With the rise of Netflix and other streaming video services, Blockbuster Video has been in trouble for a long time. In the fall of 2013, news hit that the last of Blockbuster's chain stores would be closing up shop. But the obsolete rental house has found a new life and new home in Mexico.
Bloomberg reports that this month may have seen the last U.S. branch of Blockbuster close, but that the brand is hotly sought after south of the border. Yet this is not the Blockbuster you remember. Former Blockbuster owner Dish Network Corp sold the company's 300 Mexican chain stores to Grupo Elektra SAB for $31 million. Owned by billionaire Ricardo Salinas, this retail/financial company has given the chain a high-class makeover.
While Blockbuster's brand in the U.S. became sullied and deemed uncool after the rise of Netflix, there's no such stigma in Mexico, where DVD rentals are still doing decent business. With stores in affluent areas, Elektra has expanded Blockbuster's purview beyond the renting of movies and video games. The company is looking to use Blockbuster and its good reputation in the nation as a venue to sell other products, like electronics, Angry Birds plush toys and spicy tamarind candy.
Of course selling DVD-players might just seem like smart synergy, but Elektra has even bigger plans meant to appeal to the coveted and higher-class clientele the brand's name is attracting in Mexico. An expansion of services are being offered, like a return pick up service. For just 10 pesos, a Blockbuster courier will come by your home to pick up that copy of Grown Ups 2 you keep forgetting to drop off. Also in the works are two movie theaters, which will be called Blockbuster Cinema. Plus, Blockbuster will expand into online banking. Because why not?

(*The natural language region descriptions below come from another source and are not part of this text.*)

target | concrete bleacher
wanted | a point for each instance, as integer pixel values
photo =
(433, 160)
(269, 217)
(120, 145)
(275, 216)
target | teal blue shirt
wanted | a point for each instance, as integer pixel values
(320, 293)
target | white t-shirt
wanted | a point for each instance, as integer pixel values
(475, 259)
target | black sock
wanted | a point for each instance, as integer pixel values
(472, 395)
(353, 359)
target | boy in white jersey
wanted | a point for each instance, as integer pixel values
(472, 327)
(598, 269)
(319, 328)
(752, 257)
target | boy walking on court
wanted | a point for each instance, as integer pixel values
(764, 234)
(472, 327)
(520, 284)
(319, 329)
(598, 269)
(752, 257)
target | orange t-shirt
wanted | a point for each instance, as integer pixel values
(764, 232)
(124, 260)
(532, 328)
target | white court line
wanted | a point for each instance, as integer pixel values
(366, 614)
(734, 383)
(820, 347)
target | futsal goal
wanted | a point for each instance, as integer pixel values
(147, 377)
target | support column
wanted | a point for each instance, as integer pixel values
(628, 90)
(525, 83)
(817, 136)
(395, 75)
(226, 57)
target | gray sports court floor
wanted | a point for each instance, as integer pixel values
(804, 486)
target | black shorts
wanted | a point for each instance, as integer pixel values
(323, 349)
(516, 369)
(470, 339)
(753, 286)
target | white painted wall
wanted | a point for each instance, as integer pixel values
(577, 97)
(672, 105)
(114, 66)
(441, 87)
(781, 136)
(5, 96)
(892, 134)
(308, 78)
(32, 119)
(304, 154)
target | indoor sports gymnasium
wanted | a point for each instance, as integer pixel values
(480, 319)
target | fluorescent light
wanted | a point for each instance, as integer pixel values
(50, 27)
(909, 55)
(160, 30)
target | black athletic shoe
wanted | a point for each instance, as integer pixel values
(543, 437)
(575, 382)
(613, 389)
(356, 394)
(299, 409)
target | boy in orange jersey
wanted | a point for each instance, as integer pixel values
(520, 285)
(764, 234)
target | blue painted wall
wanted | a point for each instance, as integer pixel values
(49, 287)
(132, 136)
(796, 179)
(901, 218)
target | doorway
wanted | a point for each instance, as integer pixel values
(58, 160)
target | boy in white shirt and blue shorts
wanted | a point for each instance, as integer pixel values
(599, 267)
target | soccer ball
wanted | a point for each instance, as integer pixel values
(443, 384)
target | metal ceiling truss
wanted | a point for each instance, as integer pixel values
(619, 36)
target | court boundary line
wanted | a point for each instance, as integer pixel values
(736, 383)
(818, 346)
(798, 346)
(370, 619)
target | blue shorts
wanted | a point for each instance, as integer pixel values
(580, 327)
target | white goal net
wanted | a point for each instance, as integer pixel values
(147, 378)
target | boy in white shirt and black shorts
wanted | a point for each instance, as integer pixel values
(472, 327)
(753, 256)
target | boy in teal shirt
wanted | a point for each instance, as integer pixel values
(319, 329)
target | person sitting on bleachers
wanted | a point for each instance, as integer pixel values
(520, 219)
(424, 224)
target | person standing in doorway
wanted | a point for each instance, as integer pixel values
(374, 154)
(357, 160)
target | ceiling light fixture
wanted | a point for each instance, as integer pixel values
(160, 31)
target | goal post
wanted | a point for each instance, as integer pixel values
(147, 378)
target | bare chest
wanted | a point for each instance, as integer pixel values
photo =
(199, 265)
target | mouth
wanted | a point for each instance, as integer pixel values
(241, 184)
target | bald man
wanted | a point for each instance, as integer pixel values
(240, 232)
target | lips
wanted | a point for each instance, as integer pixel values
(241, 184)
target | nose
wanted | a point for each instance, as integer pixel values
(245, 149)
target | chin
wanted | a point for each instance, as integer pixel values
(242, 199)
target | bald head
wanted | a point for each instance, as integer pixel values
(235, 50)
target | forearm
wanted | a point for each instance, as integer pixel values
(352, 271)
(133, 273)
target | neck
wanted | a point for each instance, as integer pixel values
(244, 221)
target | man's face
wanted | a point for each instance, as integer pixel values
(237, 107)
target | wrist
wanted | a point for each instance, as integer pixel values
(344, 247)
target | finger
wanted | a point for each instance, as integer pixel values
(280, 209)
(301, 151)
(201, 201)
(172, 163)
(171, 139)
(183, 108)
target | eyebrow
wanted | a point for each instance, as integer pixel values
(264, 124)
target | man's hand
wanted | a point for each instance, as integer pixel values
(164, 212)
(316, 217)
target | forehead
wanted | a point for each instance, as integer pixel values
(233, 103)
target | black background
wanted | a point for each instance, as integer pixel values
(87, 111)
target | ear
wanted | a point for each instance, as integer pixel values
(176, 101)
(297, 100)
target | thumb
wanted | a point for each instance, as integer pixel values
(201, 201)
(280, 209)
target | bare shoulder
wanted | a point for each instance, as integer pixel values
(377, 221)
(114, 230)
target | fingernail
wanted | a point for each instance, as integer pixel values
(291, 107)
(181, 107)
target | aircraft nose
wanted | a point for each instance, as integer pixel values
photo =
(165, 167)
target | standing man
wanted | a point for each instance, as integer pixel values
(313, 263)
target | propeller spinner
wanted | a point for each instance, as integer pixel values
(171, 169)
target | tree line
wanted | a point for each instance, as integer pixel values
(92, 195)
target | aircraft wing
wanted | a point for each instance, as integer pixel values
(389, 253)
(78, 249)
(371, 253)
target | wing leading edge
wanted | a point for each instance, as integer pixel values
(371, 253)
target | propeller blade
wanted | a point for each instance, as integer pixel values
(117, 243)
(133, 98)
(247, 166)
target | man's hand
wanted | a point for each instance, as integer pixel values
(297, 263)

Part of the reason Blockbuster is still worthwhile in Mexico is that the internet is not nearly as omnipresent there as it is in the U.S. Only 31% of households in the country had internet access as of last year, so streaming video isn't an immediate threat to Blockbuster's business model. Plus, DVD kiosks like Red Box aren't available in Mexico. This means the only competition Blockbuster faces in the home-viewing market is pirated DVDs. Readily available through street vendors, bootleg DVDs make up 9 out of 10 movies purchased in the country. However, it sounds like part of Blockbuster's appeal is the status of not having a low-quality pirated version of a movie, but instead a high-quality DVD with special features and the possibility of at-home pick-up for just a few pesos more.
With this knowledge, we all know where the lost souls of Blockbuster can now flock.